In June 2011, the 100th anniversary of Kuo's graduation from the University of Wooster, and ninety years after Kuo was appointed as President of National Southeastern University, a conference examining Kuo's contribution to higher education in China was held in Nanjing at Southeast University, the site of former Southeastern University which Kuo had helped found. Scholars from the People's Republic of China, the Republic of China, and the United States were represented, and the participants presented papers dealing with Kuo's educational thought, his ideas on structuring higher education in China, and his impact on relations between East and West. On October 25, 2014, a symposium was held at Columbia University Teachers College dealing with Kuo's contributions to higher education in China and to Sino-Cultural institutions and affairs in the United States.
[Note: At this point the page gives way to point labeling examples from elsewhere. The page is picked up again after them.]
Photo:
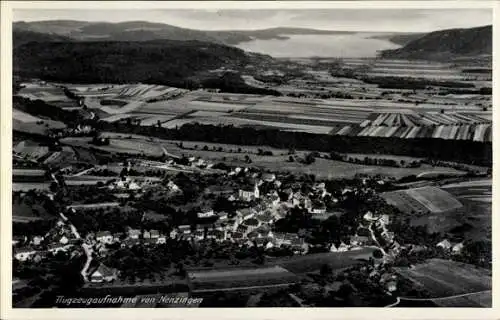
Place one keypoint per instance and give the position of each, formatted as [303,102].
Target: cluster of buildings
[38,247]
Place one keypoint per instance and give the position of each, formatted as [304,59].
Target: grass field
[442,278]
[322,168]
[236,278]
[420,200]
[434,199]
[476,197]
[396,114]
[26,213]
[313,262]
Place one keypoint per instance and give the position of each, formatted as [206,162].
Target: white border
[260,313]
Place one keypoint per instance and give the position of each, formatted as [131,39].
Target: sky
[378,20]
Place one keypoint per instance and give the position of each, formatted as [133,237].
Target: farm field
[323,168]
[26,186]
[313,262]
[480,299]
[443,278]
[47,92]
[22,212]
[237,278]
[427,116]
[420,200]
[130,146]
[30,149]
[415,69]
[476,197]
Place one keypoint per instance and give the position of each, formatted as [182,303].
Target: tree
[326,270]
[310,158]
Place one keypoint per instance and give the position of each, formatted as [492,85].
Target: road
[399,299]
[245,288]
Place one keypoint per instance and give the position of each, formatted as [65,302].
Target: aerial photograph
[202,158]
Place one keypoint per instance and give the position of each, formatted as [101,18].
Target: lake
[357,45]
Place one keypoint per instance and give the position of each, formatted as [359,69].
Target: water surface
[356,45]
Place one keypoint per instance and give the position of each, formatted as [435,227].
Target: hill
[446,44]
[173,63]
[146,31]
[21,37]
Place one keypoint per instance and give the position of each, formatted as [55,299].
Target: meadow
[442,278]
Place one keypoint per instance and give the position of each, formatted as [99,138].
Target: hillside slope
[174,63]
[20,37]
[146,31]
[446,44]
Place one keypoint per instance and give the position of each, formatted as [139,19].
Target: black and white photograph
[251,158]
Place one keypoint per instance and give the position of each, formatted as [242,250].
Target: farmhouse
[318,208]
[222,216]
[269,177]
[249,193]
[23,254]
[103,274]
[37,240]
[206,213]
[445,244]
[184,229]
[104,237]
[63,240]
[134,233]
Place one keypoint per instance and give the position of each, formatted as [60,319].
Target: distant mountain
[146,31]
[168,62]
[21,37]
[446,44]
[399,38]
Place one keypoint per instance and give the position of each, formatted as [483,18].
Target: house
[341,248]
[134,233]
[103,274]
[129,242]
[384,219]
[161,239]
[39,256]
[19,240]
[249,193]
[57,248]
[369,216]
[236,235]
[318,208]
[24,254]
[37,240]
[269,177]
[252,222]
[242,229]
[359,240]
[266,217]
[104,237]
[172,186]
[117,236]
[246,213]
[391,286]
[173,234]
[270,245]
[154,234]
[185,229]
[63,240]
[445,244]
[299,245]
[222,216]
[457,248]
[206,213]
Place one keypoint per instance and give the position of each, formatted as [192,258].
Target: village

Scholars from the People's Republic of China, the Republic of China and the United States contributed papers and participated in discussions on Kuo's career and its significance. In March, 2016, the book Kuo Ping Wen: Scholar, Reformer, Statesman, a collection of essays on Kuo as educator, statesman, and cultural ambassador, edited by Ryan Allen and Ji Liu, was published by Long River Press, and in October, 2016 a book-signing symposium was held at the C.V. Starr East Asian Library at Columbia University.

Since his academic background was shaped at liberal arts institutions, Kuo believed that a well-rounded education in both the sciences and the humanities was essential. Moreover, since his undergraduate experience at the University of Wooster was co-educational, he was a strong supporter of women's education in China. It was at the University of Wooster that Kuo changed his plan to study law and focused instead on issues of educational reform, which became the basis for his career once he returned to China. His educational philosophy embraced a strategy based on Four Balances: the balance between well-rounded education and specialized education, the balance between humanistic education and scientific education, the balance between investment in teaching faculty and investment in teaching facilities, and the balance between national and international learning. Kuo felt that China could learn much from the study of Western accomplishments in science, just as the West could learn much from China about the philosophy of life, and he was a strong supporter of the expansion of Chinese studies at American colleges and universities. In furthering interactions between East and West through education, Kuo Ping-wen contributed to building the Sino-American relationship that flourishes today.